These two (erosion and dilation) can be applied one after the other, repeatedly. I think the trick is to change the kernel size. Anyway, I know I've used that to reduce noise in the past. Here's one example of dilation:
>>> import cv2
>>> import numpy as np
>>> im_0 = cv2.imread("FWM8b.png")
>>> k_size = 3
>>> kernel = np.ones((k_size, k_size), np.uint8)
>>> im_dilated = cv2.dilate(im_0, kernel, iterations=1)
>>> cv2.imshow("d", im_dilated)
>>> cv2.waitKey(0)
Make whatever kernel you want for erosion, and check out the effects.
>>> im_eroded = cv2.erode(im_0, kernel, iterations=1)

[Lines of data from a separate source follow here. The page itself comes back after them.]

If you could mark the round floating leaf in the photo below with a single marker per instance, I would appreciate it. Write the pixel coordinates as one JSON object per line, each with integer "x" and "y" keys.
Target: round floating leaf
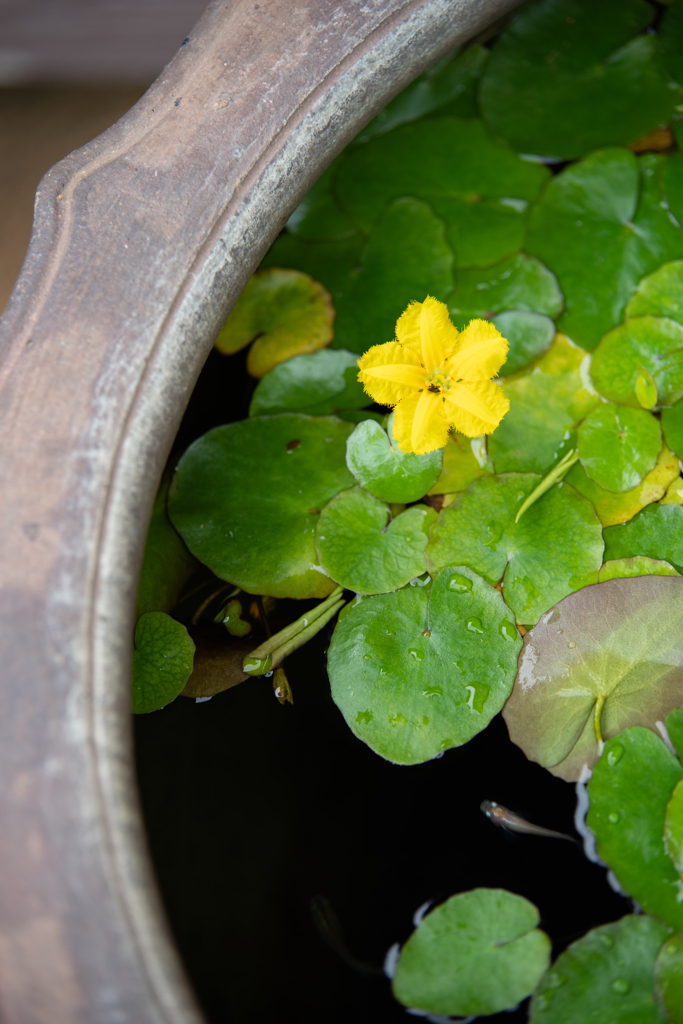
{"x": 652, "y": 342}
{"x": 554, "y": 549}
{"x": 564, "y": 79}
{"x": 247, "y": 497}
{"x": 606, "y": 976}
{"x": 365, "y": 550}
{"x": 660, "y": 294}
{"x": 669, "y": 978}
{"x": 672, "y": 424}
{"x": 479, "y": 952}
{"x": 368, "y": 310}
{"x": 167, "y": 564}
{"x": 613, "y": 508}
{"x": 545, "y": 408}
{"x": 317, "y": 384}
{"x": 446, "y": 88}
{"x": 527, "y": 334}
{"x": 162, "y": 660}
{"x": 424, "y": 669}
{"x": 629, "y": 792}
{"x": 284, "y": 312}
{"x": 607, "y": 657}
{"x": 384, "y": 470}
{"x": 477, "y": 186}
{"x": 673, "y": 828}
{"x": 619, "y": 568}
{"x": 619, "y": 445}
{"x": 461, "y": 464}
{"x": 600, "y": 229}
{"x": 656, "y": 531}
{"x": 519, "y": 282}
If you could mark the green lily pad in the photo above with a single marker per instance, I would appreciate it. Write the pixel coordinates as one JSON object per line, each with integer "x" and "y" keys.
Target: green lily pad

>>> cv2.imshow("erosion", im_eroded)
>>> cv2.waitKey(0)
Edit with possible improvements:
>>> im_blurred = cv2.GaussianBlur(im_dilated, (0, 0), 3)
>>> im_better = cv2.addWeighted(im_0, 0.5, im_blurred, 1.2, 0)
# Getting closer.
^ dilated, blurred, and combined (added) with original, 1st way
# Even better, I think.
im_better2 = cv2.addWeighted(im_0, 0.9, im_blurred, 1.7, 0)

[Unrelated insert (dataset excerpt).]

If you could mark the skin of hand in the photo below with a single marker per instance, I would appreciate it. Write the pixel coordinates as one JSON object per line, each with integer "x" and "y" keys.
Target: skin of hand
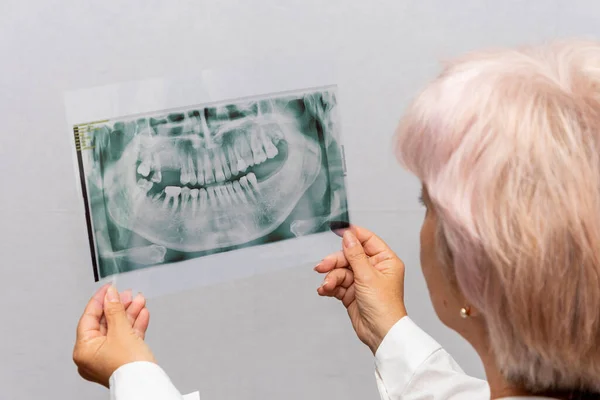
{"x": 111, "y": 334}
{"x": 368, "y": 278}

^ dilated, blurred, and combined (added) with original, 2nd way
You could do artifact removal, but be careful not to get rid of the stalk of the 7. If you can keep the 7 together, you can do connected-component analysis and keep the biggest connected components.

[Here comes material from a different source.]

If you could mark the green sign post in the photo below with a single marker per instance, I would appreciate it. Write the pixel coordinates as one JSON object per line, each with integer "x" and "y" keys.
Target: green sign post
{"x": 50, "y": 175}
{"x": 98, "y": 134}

You could sum the values of pixels on each column and each row, which would probably lead to something like this (very approximated - almost time for work). Note that I was much more careful with the green curve - sums of columns - but the consistency of scaling is probably off.
Note that this is more a sum of (255 - pixel_value). That could find you rectangles where your to-be-found glyphs (digits) should be. You could do a 2-d map of column_pixel_sum + row_pixel_sum, or just do some approximation, as I have done below.
Also to feel free to rotate the image (or take pixel sums at different angles), and combine your info for each rotation.
Lots of other things to try ... the suggestion by #eldesgraciado of a noise model is especially intriguing.
Another thing you could try out is to create a "noise model" and subtract it from the original image. First, take the image and apply Gaussian Blur with very low parameters, just barely blurring it, next subtract this mask from the image. From here, the steps are experimental: The difference should be again blurred and thresholded. Save this image. You run this pre-processing with various parameters and saving each time the final binary image, then, average the masks obtained so far. The persistent blobs should be the ones you are looking for... like some sort of spatial bandstop, I guess...
Keep experimenting.
Unsharp mask (my other answer) on this result image. More noise gone, but hurts the 7.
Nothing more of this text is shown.